Megawati mengaku menitikkan air mata dan merasa bahagia di momen pemimpin Korsel Moon Jae In dan Pemimpin Korut Kim Jong Un bermufakat untuk menandatangani Deklarasi Panmunjom untuk Perdamaian, Kemakmuran, dan Unifikasi Semenanjung Korea. Menyaksikan hal itu Mega berpendapat saat ini sejarah baru telah ditorehkan bukan hanya bagi dua negara, tapi bagi peradaban bangsa Asia.
Namun demikian dia menggarisbawahi bahwa bila langkah perdamaian tercapai, bukan berarti perjuangan mempertahankan hal tersebut berhenti. Menurutnya, perjuangan selanjutnya yang perlu dilakukan adalah mengkristalisasikan perdamaian sebagai alat untuk meningkatkan kesejahteraan dan kualitas hidup rakyat.
Mega juga mendorong agar kesepakatan lebih lanjut segera dibicarakan secara musyawarah dan mufakat. Dirinya sangat berharap, setelah perdamaian Semenanjung Korea tercapai maka dapat segera tercapai pula sebuah kesepakatan baru yang diikuti langkah-langkah konkret kerja sama antardua negara.
"Di dalam sebuah kapasitas perdamaian yang sudah dimulai, sebaiknya diberi kesempatan antara pemimpin Korut dan Korsel, berdua sebagai saudara, melakukan pertemuan-pertemuan agar ini bisa dapat dirumuskan lebih baik," kata Mega.
Menurutnya, kerja sama yang dilakukan bukan berlandaskan asas kerja sama ekonomi yang berwatak pragmatis sempit. Tetapi kerja sama luas di berbagai bidang termasuk lingkungan hidup, pendidikan, dan kebudayaan dalam kerangka industrialisasi di era digital.

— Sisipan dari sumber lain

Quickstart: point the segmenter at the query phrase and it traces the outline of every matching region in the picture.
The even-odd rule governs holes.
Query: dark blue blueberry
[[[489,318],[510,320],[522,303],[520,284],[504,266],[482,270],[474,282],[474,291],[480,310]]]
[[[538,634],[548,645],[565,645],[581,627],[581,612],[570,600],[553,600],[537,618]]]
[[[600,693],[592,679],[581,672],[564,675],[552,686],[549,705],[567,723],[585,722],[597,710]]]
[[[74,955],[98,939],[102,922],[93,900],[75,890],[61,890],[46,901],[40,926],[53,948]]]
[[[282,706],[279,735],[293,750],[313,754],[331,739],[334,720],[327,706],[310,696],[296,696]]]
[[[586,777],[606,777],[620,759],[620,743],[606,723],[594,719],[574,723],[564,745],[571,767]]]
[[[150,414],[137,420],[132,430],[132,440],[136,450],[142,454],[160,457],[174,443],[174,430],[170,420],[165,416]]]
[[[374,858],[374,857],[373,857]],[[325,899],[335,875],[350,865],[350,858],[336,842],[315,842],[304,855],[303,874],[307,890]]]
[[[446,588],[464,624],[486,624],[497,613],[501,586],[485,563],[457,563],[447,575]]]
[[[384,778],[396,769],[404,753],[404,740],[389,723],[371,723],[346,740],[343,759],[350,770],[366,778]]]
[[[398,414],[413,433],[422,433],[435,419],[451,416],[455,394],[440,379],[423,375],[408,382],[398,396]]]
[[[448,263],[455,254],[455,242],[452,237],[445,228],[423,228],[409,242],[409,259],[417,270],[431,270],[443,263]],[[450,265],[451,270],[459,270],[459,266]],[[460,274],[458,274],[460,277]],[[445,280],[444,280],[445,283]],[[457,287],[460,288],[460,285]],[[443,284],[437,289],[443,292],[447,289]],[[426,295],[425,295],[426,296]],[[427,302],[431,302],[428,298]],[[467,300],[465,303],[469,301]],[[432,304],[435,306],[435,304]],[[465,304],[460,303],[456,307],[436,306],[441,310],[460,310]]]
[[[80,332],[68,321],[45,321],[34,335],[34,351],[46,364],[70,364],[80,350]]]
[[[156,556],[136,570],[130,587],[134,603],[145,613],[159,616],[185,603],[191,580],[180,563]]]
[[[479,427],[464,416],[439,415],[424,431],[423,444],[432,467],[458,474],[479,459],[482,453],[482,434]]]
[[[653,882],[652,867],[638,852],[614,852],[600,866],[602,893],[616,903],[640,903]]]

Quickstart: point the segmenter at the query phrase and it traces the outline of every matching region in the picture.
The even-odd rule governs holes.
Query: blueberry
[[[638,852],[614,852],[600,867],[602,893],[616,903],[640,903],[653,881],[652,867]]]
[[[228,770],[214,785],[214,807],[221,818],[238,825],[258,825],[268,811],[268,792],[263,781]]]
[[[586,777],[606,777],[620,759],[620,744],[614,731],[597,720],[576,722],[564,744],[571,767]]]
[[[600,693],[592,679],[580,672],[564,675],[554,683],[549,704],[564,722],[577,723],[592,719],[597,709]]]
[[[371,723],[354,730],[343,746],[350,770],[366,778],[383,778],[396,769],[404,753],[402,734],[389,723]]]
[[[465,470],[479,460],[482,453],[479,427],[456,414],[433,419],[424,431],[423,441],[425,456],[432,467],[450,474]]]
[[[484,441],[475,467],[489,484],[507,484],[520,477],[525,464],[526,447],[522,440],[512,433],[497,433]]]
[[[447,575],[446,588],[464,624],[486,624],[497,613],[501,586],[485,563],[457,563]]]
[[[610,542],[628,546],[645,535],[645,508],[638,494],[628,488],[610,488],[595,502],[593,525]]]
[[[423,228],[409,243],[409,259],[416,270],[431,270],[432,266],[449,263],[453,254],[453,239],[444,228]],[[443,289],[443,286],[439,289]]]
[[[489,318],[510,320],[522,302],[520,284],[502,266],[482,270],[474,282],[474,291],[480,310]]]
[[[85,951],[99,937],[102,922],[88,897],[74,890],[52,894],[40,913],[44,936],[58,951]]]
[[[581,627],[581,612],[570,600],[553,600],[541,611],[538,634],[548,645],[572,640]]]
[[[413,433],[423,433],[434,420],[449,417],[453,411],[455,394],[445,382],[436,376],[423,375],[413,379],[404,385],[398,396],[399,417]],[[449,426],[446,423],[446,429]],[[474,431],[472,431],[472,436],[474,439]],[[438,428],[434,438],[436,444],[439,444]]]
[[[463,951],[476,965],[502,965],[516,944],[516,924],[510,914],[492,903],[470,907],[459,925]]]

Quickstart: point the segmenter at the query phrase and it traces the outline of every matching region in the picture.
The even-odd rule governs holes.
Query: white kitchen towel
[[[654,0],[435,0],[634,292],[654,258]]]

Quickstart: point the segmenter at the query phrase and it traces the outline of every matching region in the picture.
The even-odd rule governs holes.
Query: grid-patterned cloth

Dirinya mengusulkan pula agar ada perumusan dan kesepakatan terkait strategi, kebijakan, dan langkah-langkah untuk menyikapi permasalahan global. Misalnya ancaman radikalisme yang menggunakan isu agama dan identitas, fundamentalisme pasar dan isu perang dagang, kejahatan keuangan, narkotika, HIV-AIDS, serta perlindungan terhadap perempuan dan anak dari kekerasan dan ancaman perdagangan manusia.
"Serta yang tak bisa kita lupakan saat ini adalah isu perubahan iklim dan pencemaran lingkungan," pungkasnya.